Nach Daten der IHK sind in Düsseldorf und Umgebung in den Jahren 2006 bis 2009 158 neue Zeitarbeitsfirmen entstanden, während nur 101 aufgaben. IHK-Sprecherin Antje Mahn folgert: „Es scheint sich damit gutes Geld verdienen zu lassen.“

Fast zwei Drittel der Hilfsarbeiter in Düsseldorf sind schon Zeitarbeiter

Gerade die Wirtschaftskrise hat laut Mahn nun gezeigt, wie wichtig das Instrument der Zeitarbeit für die Unternehmen sei. Das bestätigte Michael Grütering am Freitag, Hauptgeschäftsführer der Düsseldorfer Unternehmerschaft vor Journalisten: „Die Zeitarbeit hilft Firmen, die Produktion schnell an die Auftragslage anzupassen.“ Es gehe dabei gar nicht um Kostensenkung, sondern um Flexibilität, gerade in der jetzigen Zeit des Wachstums.

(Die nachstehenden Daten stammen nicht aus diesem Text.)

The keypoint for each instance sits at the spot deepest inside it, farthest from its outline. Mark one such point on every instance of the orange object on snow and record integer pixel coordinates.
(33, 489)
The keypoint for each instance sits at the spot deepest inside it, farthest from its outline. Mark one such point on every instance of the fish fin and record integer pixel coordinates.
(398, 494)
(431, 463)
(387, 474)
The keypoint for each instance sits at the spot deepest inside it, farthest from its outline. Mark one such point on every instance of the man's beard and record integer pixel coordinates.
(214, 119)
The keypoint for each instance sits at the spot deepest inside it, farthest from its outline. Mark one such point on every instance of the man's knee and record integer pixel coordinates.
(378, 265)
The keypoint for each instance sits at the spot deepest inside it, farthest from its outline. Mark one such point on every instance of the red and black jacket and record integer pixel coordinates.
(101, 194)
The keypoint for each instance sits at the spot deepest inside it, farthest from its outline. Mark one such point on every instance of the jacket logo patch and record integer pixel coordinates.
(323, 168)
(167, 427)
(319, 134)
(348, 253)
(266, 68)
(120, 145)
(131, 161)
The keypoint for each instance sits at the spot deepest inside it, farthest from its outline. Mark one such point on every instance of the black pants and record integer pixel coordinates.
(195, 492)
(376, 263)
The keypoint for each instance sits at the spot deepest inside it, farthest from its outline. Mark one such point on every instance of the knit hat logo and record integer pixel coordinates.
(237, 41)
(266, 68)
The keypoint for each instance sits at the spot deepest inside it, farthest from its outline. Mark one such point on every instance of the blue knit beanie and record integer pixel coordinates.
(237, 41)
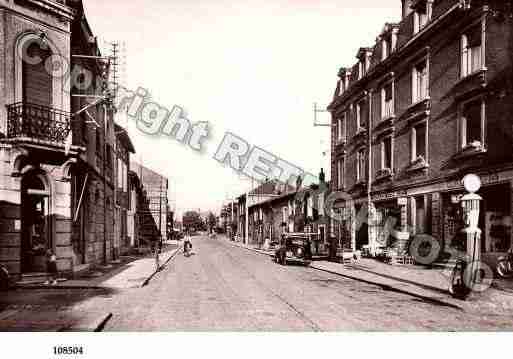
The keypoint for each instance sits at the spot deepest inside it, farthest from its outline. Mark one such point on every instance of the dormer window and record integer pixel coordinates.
(422, 14)
(386, 45)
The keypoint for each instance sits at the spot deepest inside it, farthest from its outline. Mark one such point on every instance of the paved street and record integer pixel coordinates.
(228, 288)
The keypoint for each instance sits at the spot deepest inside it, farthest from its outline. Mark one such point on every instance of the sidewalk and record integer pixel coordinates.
(425, 283)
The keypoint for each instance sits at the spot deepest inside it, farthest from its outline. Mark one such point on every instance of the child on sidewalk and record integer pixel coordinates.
(51, 265)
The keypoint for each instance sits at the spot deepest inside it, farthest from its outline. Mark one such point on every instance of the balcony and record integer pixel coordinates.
(29, 122)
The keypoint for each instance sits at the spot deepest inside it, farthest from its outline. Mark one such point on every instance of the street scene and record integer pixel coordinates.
(192, 175)
(227, 288)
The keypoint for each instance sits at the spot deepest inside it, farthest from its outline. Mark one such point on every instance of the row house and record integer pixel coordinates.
(428, 104)
(151, 211)
(56, 160)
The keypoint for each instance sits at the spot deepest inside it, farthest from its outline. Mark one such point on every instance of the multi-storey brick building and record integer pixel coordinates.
(427, 104)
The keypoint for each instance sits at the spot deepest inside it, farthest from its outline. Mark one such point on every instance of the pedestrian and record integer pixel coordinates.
(51, 265)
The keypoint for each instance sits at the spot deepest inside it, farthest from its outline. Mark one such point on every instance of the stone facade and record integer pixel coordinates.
(56, 170)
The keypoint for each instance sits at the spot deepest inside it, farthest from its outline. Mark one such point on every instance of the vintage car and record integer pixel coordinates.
(294, 248)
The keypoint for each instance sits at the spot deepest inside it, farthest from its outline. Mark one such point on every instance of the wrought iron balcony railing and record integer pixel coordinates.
(37, 122)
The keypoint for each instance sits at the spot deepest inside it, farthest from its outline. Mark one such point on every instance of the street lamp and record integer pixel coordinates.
(470, 203)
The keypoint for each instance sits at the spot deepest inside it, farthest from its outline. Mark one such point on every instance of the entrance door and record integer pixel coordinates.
(34, 225)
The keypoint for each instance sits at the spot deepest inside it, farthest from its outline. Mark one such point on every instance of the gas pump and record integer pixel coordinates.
(4, 279)
(463, 276)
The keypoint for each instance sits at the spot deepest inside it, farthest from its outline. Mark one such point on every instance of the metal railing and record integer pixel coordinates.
(37, 122)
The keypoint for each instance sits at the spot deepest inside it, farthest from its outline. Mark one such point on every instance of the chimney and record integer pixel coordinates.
(406, 4)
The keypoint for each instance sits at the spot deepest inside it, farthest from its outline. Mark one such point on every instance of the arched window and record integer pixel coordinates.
(36, 80)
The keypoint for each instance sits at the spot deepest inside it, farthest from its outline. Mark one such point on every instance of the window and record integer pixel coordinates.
(420, 82)
(360, 115)
(109, 157)
(422, 15)
(309, 207)
(472, 124)
(320, 204)
(360, 167)
(361, 69)
(387, 101)
(471, 52)
(341, 128)
(419, 133)
(386, 153)
(125, 177)
(340, 173)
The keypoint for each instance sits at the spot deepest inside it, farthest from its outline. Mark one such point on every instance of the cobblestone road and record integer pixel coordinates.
(225, 288)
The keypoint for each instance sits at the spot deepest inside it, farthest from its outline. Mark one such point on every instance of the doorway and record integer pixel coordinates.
(35, 224)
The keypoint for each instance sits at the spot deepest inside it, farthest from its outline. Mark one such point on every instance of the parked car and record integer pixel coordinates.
(295, 248)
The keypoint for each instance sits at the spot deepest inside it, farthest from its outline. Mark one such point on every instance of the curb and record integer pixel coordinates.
(383, 286)
(172, 256)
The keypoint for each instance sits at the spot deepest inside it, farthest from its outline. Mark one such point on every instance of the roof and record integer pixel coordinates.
(122, 134)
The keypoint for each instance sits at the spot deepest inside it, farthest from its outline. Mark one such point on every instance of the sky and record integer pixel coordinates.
(250, 67)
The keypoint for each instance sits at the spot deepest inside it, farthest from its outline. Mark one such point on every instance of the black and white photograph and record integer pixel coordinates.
(255, 167)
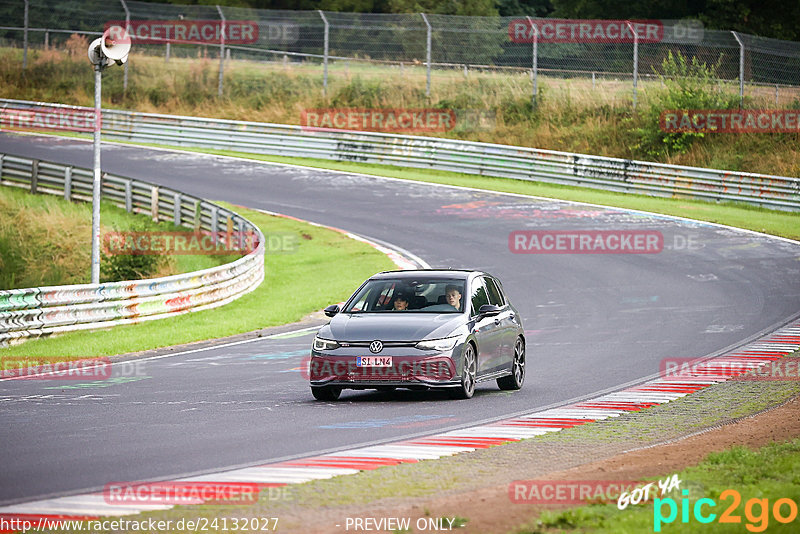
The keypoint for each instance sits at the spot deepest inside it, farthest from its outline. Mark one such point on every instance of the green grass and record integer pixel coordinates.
(771, 472)
(325, 268)
(45, 240)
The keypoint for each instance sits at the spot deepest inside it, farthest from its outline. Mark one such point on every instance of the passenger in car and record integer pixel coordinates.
(452, 295)
(400, 302)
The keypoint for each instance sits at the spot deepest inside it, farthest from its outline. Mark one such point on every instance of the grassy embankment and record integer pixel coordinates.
(45, 240)
(572, 115)
(289, 292)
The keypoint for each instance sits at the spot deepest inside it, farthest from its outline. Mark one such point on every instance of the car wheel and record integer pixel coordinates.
(328, 393)
(517, 376)
(467, 387)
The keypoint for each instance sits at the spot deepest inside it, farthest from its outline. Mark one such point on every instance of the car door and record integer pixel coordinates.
(506, 325)
(485, 329)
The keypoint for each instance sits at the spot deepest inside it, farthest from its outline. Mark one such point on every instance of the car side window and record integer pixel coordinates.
(478, 297)
(495, 295)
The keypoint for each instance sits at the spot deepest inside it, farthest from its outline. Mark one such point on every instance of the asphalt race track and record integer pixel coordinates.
(593, 321)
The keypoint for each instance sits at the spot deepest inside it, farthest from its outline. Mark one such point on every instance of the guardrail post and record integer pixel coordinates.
(128, 196)
(127, 29)
(34, 176)
(68, 183)
(221, 50)
(427, 56)
(534, 62)
(176, 209)
(197, 215)
(326, 45)
(214, 223)
(741, 68)
(635, 60)
(154, 203)
(25, 38)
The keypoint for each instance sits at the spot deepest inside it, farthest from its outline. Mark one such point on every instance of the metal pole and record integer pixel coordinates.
(428, 55)
(221, 50)
(534, 61)
(325, 53)
(741, 68)
(127, 29)
(96, 183)
(25, 38)
(635, 61)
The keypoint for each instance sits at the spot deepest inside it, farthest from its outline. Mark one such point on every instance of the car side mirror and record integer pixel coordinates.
(489, 310)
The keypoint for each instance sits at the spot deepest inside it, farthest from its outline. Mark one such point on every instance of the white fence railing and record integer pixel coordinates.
(40, 311)
(613, 174)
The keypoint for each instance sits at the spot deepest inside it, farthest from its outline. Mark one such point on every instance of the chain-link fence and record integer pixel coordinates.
(629, 51)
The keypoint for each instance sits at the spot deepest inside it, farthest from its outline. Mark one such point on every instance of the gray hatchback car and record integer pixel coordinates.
(418, 330)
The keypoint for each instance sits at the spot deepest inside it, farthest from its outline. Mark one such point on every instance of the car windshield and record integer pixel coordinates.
(420, 295)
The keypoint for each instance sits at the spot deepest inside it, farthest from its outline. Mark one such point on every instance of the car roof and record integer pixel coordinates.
(428, 273)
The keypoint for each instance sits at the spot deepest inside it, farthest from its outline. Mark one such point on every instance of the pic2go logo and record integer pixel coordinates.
(756, 511)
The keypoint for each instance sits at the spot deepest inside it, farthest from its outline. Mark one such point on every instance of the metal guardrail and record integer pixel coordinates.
(41, 311)
(612, 174)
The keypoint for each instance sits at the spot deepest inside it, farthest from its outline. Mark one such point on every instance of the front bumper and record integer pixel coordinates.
(405, 371)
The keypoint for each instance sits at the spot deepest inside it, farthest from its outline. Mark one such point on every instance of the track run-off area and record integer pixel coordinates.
(594, 323)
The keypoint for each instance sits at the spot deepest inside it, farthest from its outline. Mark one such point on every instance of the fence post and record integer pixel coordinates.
(428, 56)
(176, 209)
(154, 203)
(25, 38)
(34, 176)
(128, 196)
(221, 50)
(68, 183)
(214, 223)
(635, 60)
(741, 68)
(326, 44)
(534, 61)
(127, 29)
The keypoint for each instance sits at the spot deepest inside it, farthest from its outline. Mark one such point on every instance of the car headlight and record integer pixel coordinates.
(439, 345)
(324, 344)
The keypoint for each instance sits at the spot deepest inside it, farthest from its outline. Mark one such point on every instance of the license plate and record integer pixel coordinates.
(373, 361)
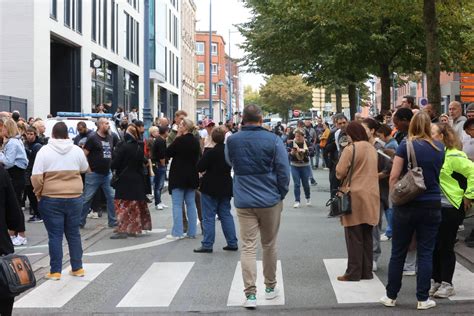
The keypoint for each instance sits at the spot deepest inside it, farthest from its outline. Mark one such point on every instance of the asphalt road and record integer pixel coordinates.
(149, 275)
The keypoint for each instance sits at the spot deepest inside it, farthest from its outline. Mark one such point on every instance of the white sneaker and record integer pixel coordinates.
(388, 301)
(19, 241)
(445, 290)
(171, 237)
(434, 287)
(250, 301)
(409, 273)
(270, 293)
(426, 304)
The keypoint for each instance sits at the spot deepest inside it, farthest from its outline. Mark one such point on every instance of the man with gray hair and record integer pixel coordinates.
(261, 179)
(98, 148)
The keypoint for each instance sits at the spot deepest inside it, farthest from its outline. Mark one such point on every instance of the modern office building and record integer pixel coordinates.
(165, 56)
(69, 55)
(188, 59)
(219, 86)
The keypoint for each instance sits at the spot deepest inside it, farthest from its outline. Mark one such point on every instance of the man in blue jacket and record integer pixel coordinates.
(261, 179)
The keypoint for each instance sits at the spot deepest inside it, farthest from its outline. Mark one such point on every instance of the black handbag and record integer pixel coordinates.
(16, 275)
(340, 204)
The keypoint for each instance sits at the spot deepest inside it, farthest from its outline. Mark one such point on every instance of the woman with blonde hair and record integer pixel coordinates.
(184, 179)
(422, 215)
(15, 161)
(457, 186)
(131, 208)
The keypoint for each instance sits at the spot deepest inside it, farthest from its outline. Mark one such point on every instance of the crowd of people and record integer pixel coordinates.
(61, 178)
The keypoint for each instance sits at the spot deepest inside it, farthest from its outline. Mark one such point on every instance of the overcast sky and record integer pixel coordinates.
(225, 15)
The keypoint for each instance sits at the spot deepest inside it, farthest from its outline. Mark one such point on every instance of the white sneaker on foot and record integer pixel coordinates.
(388, 301)
(445, 290)
(19, 241)
(426, 304)
(271, 293)
(434, 287)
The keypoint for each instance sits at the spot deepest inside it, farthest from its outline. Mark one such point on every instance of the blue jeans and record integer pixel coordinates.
(93, 182)
(406, 221)
(301, 175)
(62, 216)
(220, 206)
(159, 183)
(177, 197)
(388, 217)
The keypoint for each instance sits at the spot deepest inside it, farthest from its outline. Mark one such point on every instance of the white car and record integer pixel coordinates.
(72, 118)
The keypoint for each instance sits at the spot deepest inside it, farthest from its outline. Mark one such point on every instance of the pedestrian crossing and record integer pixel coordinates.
(160, 283)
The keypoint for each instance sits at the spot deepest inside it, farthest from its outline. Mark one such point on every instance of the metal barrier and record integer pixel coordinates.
(10, 104)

Das sieht auch Werner Faber so, Geschäftsführer von Faber und Faber. Für sein Unternehmen ist Zeitarbeit ein Standbein neben Beratung und Personalvermittlung. Er findet, das Thema werde zu sehr mit gering qualifizierter Arbeit in Verbindung gebracht: „Wir vermitteln vor allem gut ausgebildete Menschen, rund 70 Prozent davon gehen nach einigen Monaten in Festanstellung.“ Andererseits: Von 3200 Hilfsarbeitern in Düsseldorf sind 2000 Zeitarbeiter. Niemand von ihnen bekommt aber laut Unternehmerschaft weniger als 7,50 Euro die Stunde.

Die Unternehmerschaft stellte am Freitag auch die Stimmungslage der Firmen vor, basierend auf Aussagen von 320 Firmen. Geschäftsführer Andreas Bruns sieht „sehr ermutigende Signale“. 90 Prozent der Firmen blickten optimistisch nach vorn.

Der Auftragseingang im Dezember war bei der Mehrheit besser als ein Jahr zuvor, die Absicht, Mitarbeiter einzustellen, ist weit verbreitet.

Und wer bezahlt die Dienstleistung der Vermittlung? Laut Werner Faber das Unternehmen, schließlich spare es auch den Aufwand der Ausschreibung und Suche. Doch das muss nicht immer so sein. Michael Grütering erläutert: Grundsätzlich gelte der Grundsatz von gleicher Bezahlung für gleiche Arbeit im Unternehmen. Das schließe aber nicht aus, dass Zeitarbeiter Abstriche bei Zuschlägen oder Weihnachtsgeld hinnehmen müssten. Letztlich regiere auch hier der Markt. Das heißt: Je begehrter die Arbeitskraft desto besser die Verhandlungsposition des Arbeitnehmers.

Wer hier besonders gefragt ist, lässt sich nur schwer sagen: „Mittlerweile fragen praktisch alle Branchen das Instrument Zeitarbeit nach“, sagt Tobias Schreiber von Randstad. Laut Unternehmerschaft sind aber Bereiche wie Metall, Automobile und Großhandel prädestiniert, weil sie sehr schnell auf Schwankungen reagieren müssten, in Düsseldorf etwa Vallourec-Mannesmann oder Mercedes.